Liam Hogan Profile picture
Librarian & Historian. Researching Slavery - Memory - Power. Now posting on Bluesky https://t.co/m1br1HA8vY

Nov 5, 2022, 15 tweets

Thanks to everyone for their kind words. I wish this wasn’t happening but the choice has been made for us. We were sold out and I now refuse to countenance giving this Musk-poisoned company my free labour/content. Let’s all catch up over on Mastodon.

You can find me here. I spent the day on it yesterday. Took a while to get the hang of it but it was a lovely experience. Join us. mastodon.ie/@Limerick1914

Some further thoughts on my Mastodon experience: it has made me step back and reevaluate how social media should operate. We built entire communities on here but were ultimately treated like a product for trade. It does not have to be like this.

We should demand that our social media platforms reflect and serve their communities rather than exploit them. Currently billion dollar tech companies engage a suite of psychological and algorithmic techniques to manipulate what we see in our feeds to boost advertising metrics.

Mastodon is not a panacea but it is a non-profit, ad-less, localised and federated social media platform. ‘instances’ are administrated and moderated by volunteers. When the #twitterexodus started yesterday the Irish instance I joined (mastodon.ie) was overwhelmed.

The admins reacted quickly, opened an open collective financial contribution page (opencollective.com/mastodonie) and within a couple of hours they had raised enough funds to upgrade the server and sustain functionality and speed.

And everyone who contributed is now a stakeholder. Because I think we see the potential for a better way to do this. And that community is growing. I also appreciate that Mastodon has decided on a really interesting ‘viral dampening’ approach to their UI design.

Twitter has become more and more like a type of outrage engine. In Mastodon there are no quote tweets, the oxygen of the pile-on. The metrics of reshares/likes are also dampened so that they are not prominent at all beneath a post in your feed. It’s a very different place.

Remember Google Fusion Tables? I spent many months building digital humanities resources around it. One was a WW1 map that identified the final resting place of the over 1,000 people from Limerick who lost their lives in that conflict.

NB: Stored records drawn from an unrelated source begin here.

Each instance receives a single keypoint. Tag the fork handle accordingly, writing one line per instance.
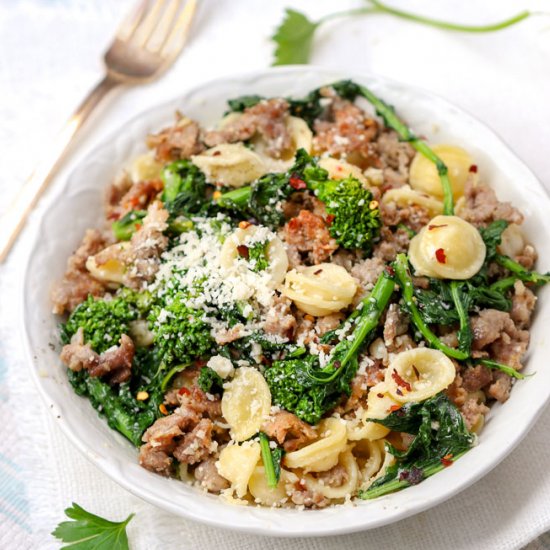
(14, 218)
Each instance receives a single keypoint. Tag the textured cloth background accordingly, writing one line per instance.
(50, 58)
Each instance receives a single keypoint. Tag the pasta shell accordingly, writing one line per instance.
(320, 289)
(246, 403)
(237, 463)
(323, 454)
(348, 462)
(108, 265)
(447, 248)
(230, 164)
(418, 374)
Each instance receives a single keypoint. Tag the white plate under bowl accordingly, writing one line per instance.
(79, 206)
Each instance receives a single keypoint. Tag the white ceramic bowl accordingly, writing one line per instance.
(78, 206)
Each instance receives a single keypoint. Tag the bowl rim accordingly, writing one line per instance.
(324, 528)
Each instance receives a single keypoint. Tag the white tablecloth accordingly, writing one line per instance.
(50, 58)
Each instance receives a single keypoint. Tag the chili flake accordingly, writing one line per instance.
(440, 256)
(446, 460)
(399, 381)
(297, 183)
(243, 251)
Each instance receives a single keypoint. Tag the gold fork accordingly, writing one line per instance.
(145, 45)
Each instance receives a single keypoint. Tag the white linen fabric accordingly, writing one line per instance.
(50, 58)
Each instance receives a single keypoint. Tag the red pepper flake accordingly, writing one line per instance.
(446, 460)
(399, 381)
(440, 256)
(243, 251)
(297, 183)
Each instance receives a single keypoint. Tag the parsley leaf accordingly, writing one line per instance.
(87, 531)
(294, 36)
(294, 39)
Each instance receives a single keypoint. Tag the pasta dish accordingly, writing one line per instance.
(304, 305)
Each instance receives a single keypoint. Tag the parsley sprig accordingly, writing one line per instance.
(86, 531)
(294, 36)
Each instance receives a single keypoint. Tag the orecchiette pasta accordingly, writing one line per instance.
(246, 403)
(269, 496)
(512, 241)
(276, 252)
(145, 167)
(230, 164)
(237, 463)
(348, 462)
(108, 265)
(323, 454)
(320, 289)
(375, 462)
(301, 137)
(340, 169)
(447, 248)
(424, 176)
(405, 196)
(418, 374)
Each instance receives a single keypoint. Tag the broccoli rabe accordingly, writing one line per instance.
(124, 228)
(103, 322)
(185, 188)
(119, 403)
(354, 217)
(440, 438)
(301, 387)
(262, 198)
(209, 381)
(258, 256)
(181, 333)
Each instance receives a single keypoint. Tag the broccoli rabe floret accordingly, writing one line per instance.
(258, 256)
(181, 333)
(301, 387)
(354, 215)
(103, 322)
(124, 228)
(184, 188)
(209, 381)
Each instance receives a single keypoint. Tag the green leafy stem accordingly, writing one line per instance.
(294, 36)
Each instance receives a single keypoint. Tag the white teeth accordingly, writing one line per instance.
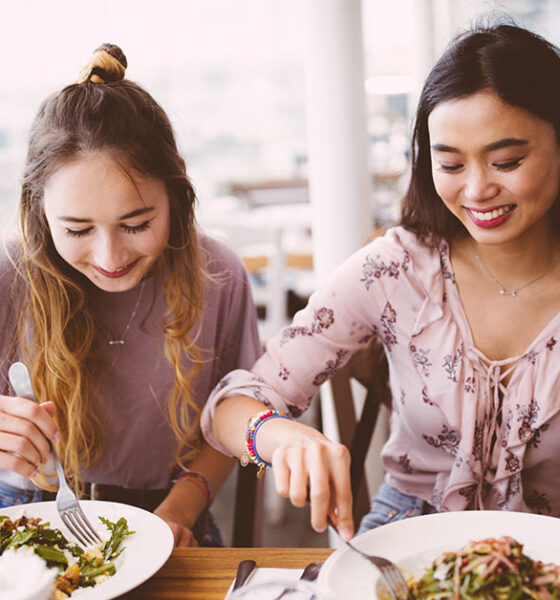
(494, 214)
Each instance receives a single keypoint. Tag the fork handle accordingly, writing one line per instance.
(20, 380)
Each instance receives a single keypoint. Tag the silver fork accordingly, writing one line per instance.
(67, 504)
(396, 583)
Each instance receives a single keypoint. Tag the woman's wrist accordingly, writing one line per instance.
(254, 425)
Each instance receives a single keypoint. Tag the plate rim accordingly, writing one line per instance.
(142, 575)
(362, 541)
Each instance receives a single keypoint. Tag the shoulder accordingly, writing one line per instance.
(223, 266)
(218, 255)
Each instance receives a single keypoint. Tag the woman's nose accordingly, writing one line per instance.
(109, 253)
(479, 186)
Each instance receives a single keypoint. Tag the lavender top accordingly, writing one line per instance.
(459, 437)
(139, 444)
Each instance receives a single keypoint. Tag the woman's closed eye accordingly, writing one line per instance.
(126, 228)
(449, 168)
(135, 228)
(508, 165)
(78, 232)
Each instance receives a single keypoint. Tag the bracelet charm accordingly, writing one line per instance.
(253, 425)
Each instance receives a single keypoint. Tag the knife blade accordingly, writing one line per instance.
(311, 572)
(245, 570)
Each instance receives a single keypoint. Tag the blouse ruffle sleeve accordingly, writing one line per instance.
(343, 315)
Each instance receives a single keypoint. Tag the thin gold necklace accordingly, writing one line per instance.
(120, 340)
(514, 292)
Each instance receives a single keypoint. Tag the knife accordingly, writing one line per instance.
(245, 570)
(311, 572)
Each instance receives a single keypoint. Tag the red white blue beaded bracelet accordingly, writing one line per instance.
(251, 454)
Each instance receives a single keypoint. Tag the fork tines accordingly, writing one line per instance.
(80, 527)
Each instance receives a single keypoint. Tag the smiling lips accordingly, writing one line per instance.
(118, 273)
(491, 217)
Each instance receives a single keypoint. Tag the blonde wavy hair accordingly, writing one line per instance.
(56, 329)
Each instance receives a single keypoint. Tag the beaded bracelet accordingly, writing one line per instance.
(253, 425)
(201, 482)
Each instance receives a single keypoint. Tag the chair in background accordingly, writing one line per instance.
(261, 251)
(368, 367)
(249, 508)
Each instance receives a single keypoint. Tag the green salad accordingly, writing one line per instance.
(78, 567)
(490, 568)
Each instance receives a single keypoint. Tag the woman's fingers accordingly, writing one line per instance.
(318, 471)
(26, 428)
(340, 509)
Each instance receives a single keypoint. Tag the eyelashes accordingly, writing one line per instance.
(132, 229)
(509, 165)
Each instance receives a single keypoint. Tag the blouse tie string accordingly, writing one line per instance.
(491, 425)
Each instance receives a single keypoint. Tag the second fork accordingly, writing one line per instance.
(392, 575)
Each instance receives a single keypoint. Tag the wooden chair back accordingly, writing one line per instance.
(249, 508)
(370, 368)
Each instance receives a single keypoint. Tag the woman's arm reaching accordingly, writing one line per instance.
(190, 496)
(306, 465)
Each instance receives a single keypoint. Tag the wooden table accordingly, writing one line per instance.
(206, 573)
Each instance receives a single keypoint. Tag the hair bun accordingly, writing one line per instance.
(108, 63)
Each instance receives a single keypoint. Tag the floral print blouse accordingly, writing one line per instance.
(460, 438)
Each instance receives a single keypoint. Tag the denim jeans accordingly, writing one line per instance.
(389, 505)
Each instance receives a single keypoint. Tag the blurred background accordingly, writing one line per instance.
(234, 77)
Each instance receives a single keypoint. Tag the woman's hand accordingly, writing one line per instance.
(308, 467)
(26, 431)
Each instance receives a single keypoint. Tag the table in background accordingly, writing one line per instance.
(207, 573)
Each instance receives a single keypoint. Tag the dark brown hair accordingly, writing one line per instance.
(519, 66)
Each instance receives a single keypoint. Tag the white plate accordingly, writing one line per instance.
(414, 542)
(145, 551)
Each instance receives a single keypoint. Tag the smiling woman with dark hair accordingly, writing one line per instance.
(464, 295)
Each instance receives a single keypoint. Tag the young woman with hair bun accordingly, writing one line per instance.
(125, 313)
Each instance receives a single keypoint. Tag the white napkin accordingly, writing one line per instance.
(262, 575)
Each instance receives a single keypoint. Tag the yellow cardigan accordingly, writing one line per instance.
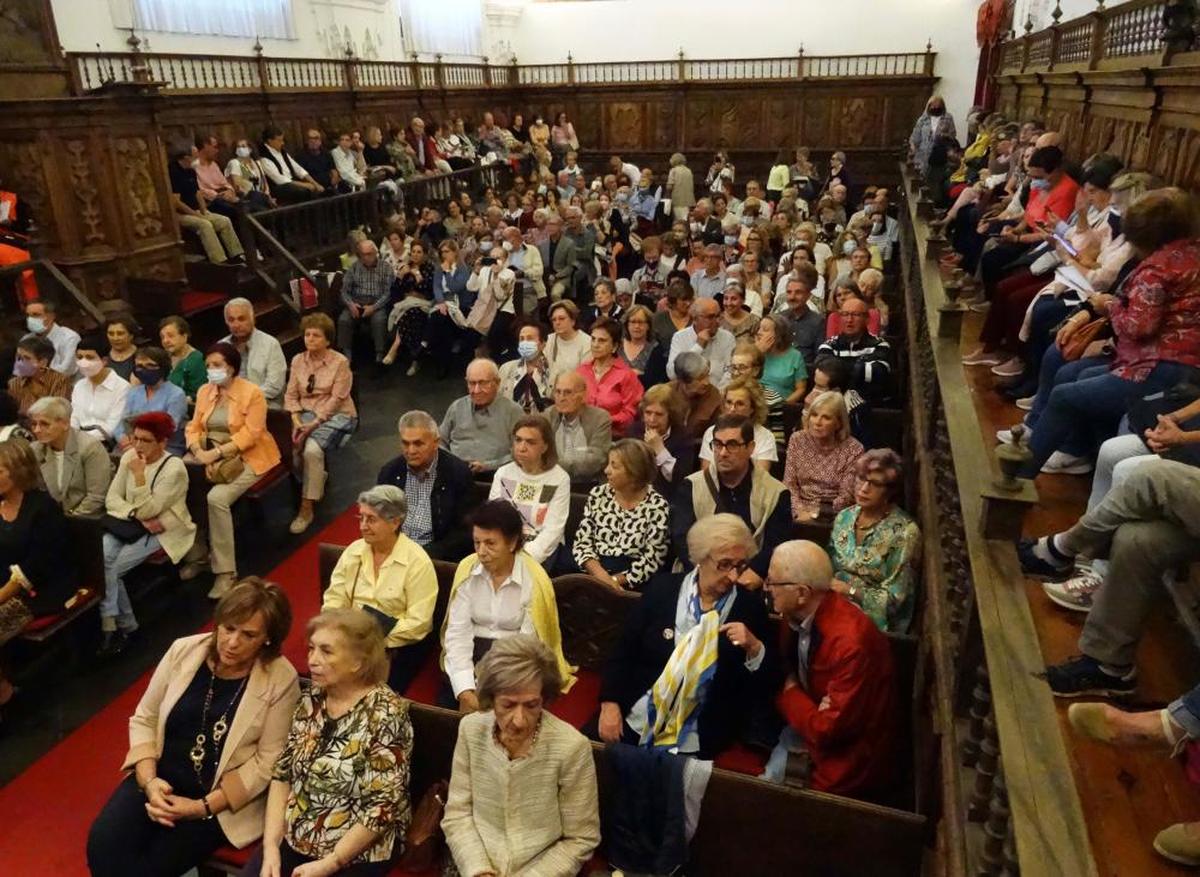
(543, 607)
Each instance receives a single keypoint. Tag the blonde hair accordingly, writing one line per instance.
(363, 636)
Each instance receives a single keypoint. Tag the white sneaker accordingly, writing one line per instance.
(1061, 463)
(1075, 593)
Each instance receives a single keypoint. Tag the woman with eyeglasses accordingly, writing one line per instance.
(323, 414)
(705, 620)
(875, 545)
(339, 796)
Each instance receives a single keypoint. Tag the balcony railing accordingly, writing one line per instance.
(1104, 38)
(229, 73)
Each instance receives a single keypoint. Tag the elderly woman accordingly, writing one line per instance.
(623, 539)
(33, 378)
(568, 347)
(228, 437)
(875, 545)
(498, 592)
(186, 362)
(1157, 335)
(538, 487)
(821, 456)
(145, 512)
(151, 391)
(700, 618)
(323, 414)
(389, 576)
(744, 398)
(516, 750)
(339, 798)
(611, 384)
(526, 379)
(34, 547)
(75, 466)
(185, 767)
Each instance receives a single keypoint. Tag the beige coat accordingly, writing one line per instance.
(167, 502)
(257, 734)
(87, 470)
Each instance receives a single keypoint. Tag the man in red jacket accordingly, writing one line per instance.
(839, 697)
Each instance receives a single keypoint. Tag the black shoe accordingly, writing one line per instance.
(1083, 676)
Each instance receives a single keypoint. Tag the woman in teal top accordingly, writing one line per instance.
(187, 370)
(783, 368)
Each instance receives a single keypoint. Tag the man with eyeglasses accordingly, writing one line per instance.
(478, 427)
(735, 485)
(839, 696)
(870, 354)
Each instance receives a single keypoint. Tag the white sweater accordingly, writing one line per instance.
(544, 502)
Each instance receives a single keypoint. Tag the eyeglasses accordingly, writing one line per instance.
(731, 445)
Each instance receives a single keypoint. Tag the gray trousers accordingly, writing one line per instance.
(1147, 526)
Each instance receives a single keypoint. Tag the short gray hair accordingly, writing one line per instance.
(387, 499)
(239, 302)
(417, 420)
(53, 407)
(718, 532)
(515, 662)
(690, 366)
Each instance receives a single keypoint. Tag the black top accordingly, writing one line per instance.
(185, 185)
(736, 696)
(319, 166)
(184, 724)
(39, 544)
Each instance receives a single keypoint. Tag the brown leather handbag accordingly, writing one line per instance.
(424, 839)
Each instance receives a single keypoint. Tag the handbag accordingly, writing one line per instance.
(424, 839)
(1074, 348)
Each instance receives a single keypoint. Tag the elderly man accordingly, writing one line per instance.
(41, 319)
(839, 696)
(262, 356)
(694, 386)
(706, 337)
(478, 427)
(869, 353)
(582, 432)
(709, 281)
(438, 488)
(735, 485)
(75, 466)
(366, 288)
(558, 257)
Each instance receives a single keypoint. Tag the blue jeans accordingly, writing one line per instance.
(119, 559)
(1090, 407)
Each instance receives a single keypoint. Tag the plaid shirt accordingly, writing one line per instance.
(419, 493)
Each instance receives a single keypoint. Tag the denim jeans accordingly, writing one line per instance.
(1090, 408)
(119, 559)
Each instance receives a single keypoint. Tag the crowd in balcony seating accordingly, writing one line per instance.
(1090, 277)
(682, 371)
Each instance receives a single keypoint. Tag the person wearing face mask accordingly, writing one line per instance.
(229, 438)
(41, 319)
(151, 391)
(97, 400)
(33, 378)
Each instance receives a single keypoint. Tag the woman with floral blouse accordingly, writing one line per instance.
(623, 538)
(875, 546)
(339, 798)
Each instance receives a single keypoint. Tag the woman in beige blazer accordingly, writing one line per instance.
(203, 743)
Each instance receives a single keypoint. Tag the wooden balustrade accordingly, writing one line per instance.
(228, 73)
(1101, 38)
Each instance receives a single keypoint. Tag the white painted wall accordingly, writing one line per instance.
(624, 30)
(323, 28)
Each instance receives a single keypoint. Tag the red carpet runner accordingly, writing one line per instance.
(47, 810)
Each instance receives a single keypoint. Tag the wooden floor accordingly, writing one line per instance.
(1127, 797)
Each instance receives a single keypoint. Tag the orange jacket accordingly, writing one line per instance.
(247, 422)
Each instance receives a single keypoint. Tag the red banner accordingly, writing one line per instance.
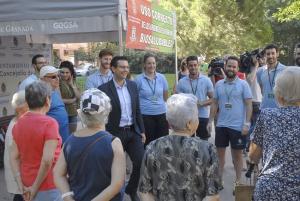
(149, 27)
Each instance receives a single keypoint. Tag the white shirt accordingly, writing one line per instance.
(30, 79)
(125, 102)
(11, 184)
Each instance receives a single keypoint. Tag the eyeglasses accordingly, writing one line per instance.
(53, 77)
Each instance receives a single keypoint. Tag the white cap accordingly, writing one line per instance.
(47, 69)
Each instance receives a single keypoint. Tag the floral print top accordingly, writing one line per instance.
(178, 168)
(277, 132)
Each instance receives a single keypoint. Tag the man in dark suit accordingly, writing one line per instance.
(125, 120)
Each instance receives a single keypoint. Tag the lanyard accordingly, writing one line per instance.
(272, 83)
(102, 79)
(228, 94)
(152, 89)
(194, 90)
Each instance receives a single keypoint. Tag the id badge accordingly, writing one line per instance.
(271, 95)
(154, 99)
(228, 106)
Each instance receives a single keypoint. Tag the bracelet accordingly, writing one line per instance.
(70, 193)
(17, 174)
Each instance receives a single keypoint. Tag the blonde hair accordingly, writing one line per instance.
(287, 85)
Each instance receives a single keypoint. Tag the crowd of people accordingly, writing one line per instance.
(166, 138)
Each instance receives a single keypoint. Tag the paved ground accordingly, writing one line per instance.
(226, 193)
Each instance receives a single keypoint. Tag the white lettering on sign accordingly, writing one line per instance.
(148, 12)
(16, 29)
(154, 40)
(65, 25)
(145, 11)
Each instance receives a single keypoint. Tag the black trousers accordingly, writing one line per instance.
(201, 130)
(133, 145)
(18, 197)
(156, 126)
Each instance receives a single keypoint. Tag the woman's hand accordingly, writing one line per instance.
(29, 193)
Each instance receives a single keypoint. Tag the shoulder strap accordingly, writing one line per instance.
(85, 151)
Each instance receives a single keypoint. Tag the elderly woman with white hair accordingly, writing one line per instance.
(20, 106)
(276, 139)
(92, 164)
(178, 166)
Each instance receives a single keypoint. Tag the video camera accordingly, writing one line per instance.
(216, 64)
(247, 60)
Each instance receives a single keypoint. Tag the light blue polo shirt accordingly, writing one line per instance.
(151, 94)
(268, 99)
(234, 93)
(199, 87)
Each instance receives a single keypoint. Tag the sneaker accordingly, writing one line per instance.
(235, 184)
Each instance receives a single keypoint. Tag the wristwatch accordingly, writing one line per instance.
(247, 124)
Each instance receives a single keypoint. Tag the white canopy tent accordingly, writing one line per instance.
(63, 21)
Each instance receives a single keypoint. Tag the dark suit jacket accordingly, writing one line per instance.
(114, 117)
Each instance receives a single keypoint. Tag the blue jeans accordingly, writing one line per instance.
(255, 114)
(50, 195)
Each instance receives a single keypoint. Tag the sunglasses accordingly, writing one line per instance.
(53, 77)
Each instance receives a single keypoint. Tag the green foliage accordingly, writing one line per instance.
(217, 27)
(288, 13)
(80, 54)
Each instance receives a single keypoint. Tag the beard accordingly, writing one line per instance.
(230, 74)
(297, 61)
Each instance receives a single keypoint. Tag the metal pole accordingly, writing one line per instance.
(120, 30)
(175, 39)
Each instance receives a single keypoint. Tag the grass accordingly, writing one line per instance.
(170, 78)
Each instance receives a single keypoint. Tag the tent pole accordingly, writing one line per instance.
(120, 31)
(175, 39)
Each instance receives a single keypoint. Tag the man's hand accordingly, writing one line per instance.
(143, 137)
(209, 127)
(245, 130)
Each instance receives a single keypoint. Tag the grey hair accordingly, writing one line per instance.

The other was a resource that mapped the sites of Collective Punishment of African American communities in the U.S. Many other historians built fantastic resources using it as a way to visually and spatially educate about the past. It was accessible and effective.

Then in 2019 Google erased this product. Just gone forever. I realised that these billion dollar tech companies are the antithesis of libraries, cultural institutions and the open source movement.

They see culture, and our free labour in using their (temporary) tools, as instantly and permanently disposable ephemera to attract attention for the purpose of advertising. All that power and wealth put to use to fulfil such an empty mission.

I think I also forget just how much work it took to make Twitter a bearable place to be. I ended up blocking something like 55,000 different accounts, received death threats, constant trolling, spam, &c. I can only imagine what it has been like for minorities.

It took years for any semblance of meaningful and consistent moderation to exist. It was in essence a libertarian website that had to dragged kicking towards reform.

We have invested so much effort over the years for it to be useful and now it is being torn apart heedlessly at pace because a dull reactionary with money is unhappy.